Daher ist die Auslobung „ohne Zusatz von Geschmacksverstärkern“ weder falsch noch irreführend, sondern als freiwillige Information an den Verbraucher zu sehen, um diesen darauf hinzuweisen, dass der Zusatzstoff Geschmacksverstärker im vorgenannten Produkt nicht eingesetzt wird. Wir weisen ausdrücklich darauf hin, dass dem Produkt keinerlei Geschmacksverstärker zugeführt wurden und die Deklaration den derzeit rechtlichen Parametern entspricht.

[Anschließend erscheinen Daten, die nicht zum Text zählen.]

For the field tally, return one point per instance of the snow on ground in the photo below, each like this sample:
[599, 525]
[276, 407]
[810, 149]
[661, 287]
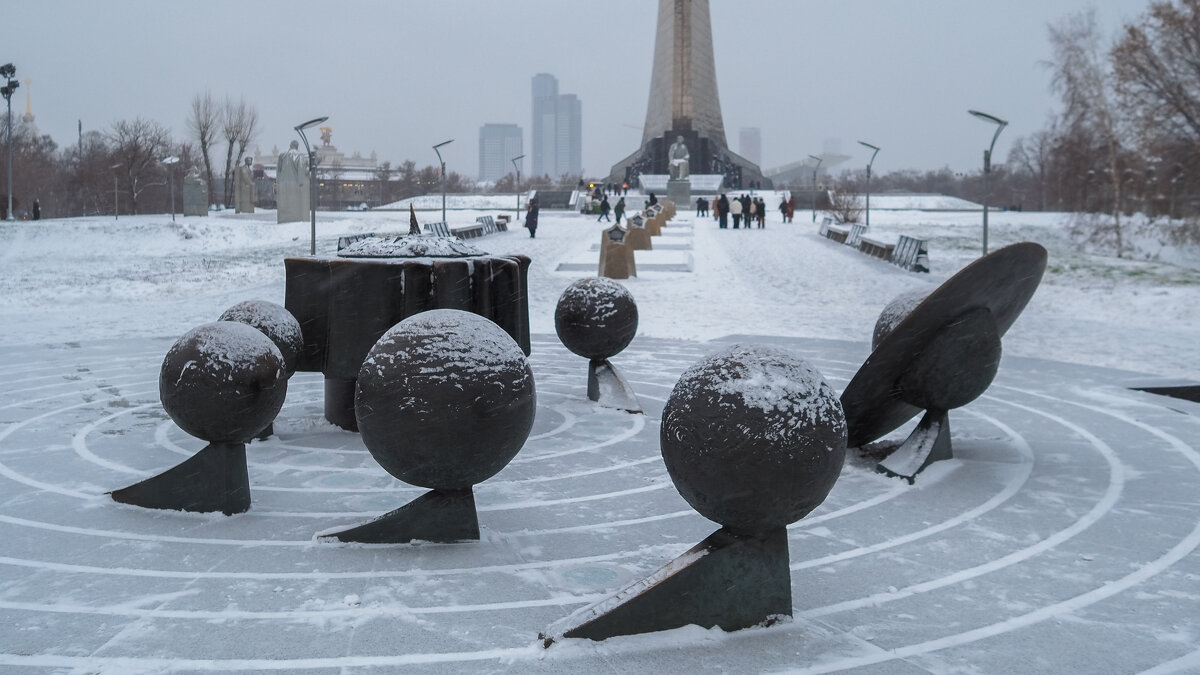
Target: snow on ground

Glutinsäure entsteht laut Gutachtermeinung bei jedem Kochprozess von Fleisch. Trotzdem nehmen wir die von Ihnen geäußerten Bedenken hinsichtlich einer eventuellen Missverständlichkeit der Aussage für den Konsumenten sehr ernst. Um zukünftig Doppeldeutigkeiten zu vermeiden, haben wir deshalb dem Produzenten den Auftrag erteilt, die Ausstattung/Deklaration zu ändern. Wir möchten auf diesem Wege aber festhalten, dass es sich um eine mehrfach geprüfte Aussage und rechtmäßig gekennzeichnete Ausstattung handelt.“
Marion Häberle, Qualitätsscherung
Lidl Austria, Salzburg
Wir meinen: Die fette Auslobung "ohne Zusatz von Geschmacksverstärkern" hinterlässt beim Konsumenten – wohl nicht ganz ungewollt – den Eindruck, dass es sich hier um eine Produkt handelt, das frei von geschmacksverstärkenden Substanzen ist. Wir freuen uns, dass Lidl demnächst die Verpackung ändert, um zukünftig "Doppeldeutigkeiten zu vermeiden".